MOSCOW (MRC) -- Russian companies' investments in equipment for polyvinyl chloride (PVC) processing fell by 24% over the first six months of 2014. Producers of shaped and linear articles accounted for the greatest decrease, reported MRC analysts.
Investments inPVC processing equipment dropped to USD58 million from January to June 2014 versus USD76.6 million a year earlier. Local producers of shaped and linear articles reduced their costs for equipment purchasing, while producers of cables, wires and pipes, on the contrary, increased their spending.
Investments in PVC processing equipment from producers of shaped and linear articles slumped to USD16.6 million over the stated period, down by 46% year on year. Weaker demand for finished products was the main reason for the decline in investment activity from companies in this processing sector. As expected, industry leaders, among which are: Veka Rus, Profine Rus, Deceuninck Rus, Rehau Rus, Brusbox, Deke Extrusion, accounted for the main costs for new equipment purchasing.

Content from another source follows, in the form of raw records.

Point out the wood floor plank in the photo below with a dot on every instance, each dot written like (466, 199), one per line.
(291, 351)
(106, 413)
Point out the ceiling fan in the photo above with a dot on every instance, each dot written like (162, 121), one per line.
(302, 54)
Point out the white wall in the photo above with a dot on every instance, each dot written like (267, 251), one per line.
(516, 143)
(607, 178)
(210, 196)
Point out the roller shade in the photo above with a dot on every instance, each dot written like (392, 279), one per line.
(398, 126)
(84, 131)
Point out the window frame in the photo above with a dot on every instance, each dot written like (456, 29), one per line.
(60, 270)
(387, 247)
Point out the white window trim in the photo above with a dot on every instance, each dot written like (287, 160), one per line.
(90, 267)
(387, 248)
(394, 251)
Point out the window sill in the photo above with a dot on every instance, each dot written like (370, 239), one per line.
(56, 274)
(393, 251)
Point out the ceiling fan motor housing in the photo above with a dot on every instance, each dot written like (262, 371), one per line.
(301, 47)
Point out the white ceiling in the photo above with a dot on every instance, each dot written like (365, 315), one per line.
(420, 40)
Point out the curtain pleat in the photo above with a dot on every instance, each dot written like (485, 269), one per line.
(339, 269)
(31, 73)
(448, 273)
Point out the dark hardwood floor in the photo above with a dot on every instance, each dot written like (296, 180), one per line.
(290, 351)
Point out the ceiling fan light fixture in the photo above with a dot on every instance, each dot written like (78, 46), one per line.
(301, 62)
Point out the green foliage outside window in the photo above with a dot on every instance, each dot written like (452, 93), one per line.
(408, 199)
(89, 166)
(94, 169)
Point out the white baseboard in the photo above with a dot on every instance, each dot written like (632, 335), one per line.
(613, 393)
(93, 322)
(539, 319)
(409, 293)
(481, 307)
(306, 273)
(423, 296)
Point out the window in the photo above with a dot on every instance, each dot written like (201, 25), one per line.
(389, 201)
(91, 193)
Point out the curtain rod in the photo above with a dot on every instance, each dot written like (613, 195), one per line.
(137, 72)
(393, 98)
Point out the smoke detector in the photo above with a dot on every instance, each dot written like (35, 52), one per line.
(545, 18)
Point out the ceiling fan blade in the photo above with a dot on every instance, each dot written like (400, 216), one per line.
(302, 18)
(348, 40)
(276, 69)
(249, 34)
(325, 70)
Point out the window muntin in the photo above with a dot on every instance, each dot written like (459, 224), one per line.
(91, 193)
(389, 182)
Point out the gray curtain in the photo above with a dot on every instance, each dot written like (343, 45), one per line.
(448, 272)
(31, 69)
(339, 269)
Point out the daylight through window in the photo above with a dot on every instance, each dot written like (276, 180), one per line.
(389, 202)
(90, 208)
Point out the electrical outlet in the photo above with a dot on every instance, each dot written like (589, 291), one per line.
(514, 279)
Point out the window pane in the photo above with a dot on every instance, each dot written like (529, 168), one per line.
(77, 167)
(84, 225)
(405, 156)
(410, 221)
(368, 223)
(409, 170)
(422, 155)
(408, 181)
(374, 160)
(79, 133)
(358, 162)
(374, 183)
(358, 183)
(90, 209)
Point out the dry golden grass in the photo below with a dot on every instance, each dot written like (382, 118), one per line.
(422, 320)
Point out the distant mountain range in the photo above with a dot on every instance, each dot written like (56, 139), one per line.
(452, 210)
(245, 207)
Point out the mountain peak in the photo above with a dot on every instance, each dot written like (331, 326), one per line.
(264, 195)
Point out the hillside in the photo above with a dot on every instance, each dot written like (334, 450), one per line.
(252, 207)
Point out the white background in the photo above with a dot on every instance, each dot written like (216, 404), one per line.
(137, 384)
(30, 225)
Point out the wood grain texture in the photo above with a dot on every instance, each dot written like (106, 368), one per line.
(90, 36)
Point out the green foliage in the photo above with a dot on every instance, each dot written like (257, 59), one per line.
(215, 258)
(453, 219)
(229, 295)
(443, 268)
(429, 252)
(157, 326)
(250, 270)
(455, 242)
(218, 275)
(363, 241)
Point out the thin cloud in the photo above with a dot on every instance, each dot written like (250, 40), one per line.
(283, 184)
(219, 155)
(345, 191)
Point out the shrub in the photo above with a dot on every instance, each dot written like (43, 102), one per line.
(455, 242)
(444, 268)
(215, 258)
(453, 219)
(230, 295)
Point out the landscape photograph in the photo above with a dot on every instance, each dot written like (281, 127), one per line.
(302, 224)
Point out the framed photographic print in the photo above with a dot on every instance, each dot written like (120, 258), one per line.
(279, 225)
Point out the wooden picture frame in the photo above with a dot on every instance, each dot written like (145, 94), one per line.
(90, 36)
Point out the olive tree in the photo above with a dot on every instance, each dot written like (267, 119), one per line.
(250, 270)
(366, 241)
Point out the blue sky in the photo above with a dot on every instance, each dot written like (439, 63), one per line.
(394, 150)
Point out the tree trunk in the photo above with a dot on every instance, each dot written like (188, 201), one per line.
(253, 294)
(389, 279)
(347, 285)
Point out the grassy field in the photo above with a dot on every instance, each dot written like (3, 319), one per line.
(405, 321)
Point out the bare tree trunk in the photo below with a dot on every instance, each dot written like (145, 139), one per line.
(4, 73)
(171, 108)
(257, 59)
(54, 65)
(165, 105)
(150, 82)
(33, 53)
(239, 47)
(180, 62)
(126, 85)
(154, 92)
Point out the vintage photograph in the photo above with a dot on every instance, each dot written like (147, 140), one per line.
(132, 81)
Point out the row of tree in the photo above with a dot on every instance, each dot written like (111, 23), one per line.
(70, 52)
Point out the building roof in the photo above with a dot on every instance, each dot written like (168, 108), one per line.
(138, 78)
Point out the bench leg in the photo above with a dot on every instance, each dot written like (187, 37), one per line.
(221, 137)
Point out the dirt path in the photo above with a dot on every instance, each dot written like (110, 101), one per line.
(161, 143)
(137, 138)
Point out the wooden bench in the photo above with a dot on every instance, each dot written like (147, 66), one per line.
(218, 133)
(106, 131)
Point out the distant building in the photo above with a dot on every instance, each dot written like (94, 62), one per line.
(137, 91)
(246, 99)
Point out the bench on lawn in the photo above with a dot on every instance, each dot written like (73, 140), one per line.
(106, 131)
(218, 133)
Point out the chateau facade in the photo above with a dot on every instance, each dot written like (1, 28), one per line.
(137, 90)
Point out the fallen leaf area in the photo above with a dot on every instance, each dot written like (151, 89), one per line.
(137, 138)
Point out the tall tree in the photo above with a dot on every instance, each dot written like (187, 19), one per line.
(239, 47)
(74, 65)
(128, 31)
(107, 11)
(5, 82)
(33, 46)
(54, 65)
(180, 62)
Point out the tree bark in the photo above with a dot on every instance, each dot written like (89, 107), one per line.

Investments in equipment for the production of cable and pipe products rose by 10% and 20%, respectively, in the first six months of the year and totalled about USD8.4 million and USD5.7 million. among key investors - manufacturers of cable products are the following companies : Kirscable, Promteh-Dubna, Pskov cable Plant. The following companies can be singled out among cables and pipes producers, which heavily invested in equipment in the first half of 2014: Polyplastic, Pipelife Rus, Chemkor, TGP Rosal.
Russian companies reduced their purchasing of equipment for compounding, sheet extrusion and coatings this year.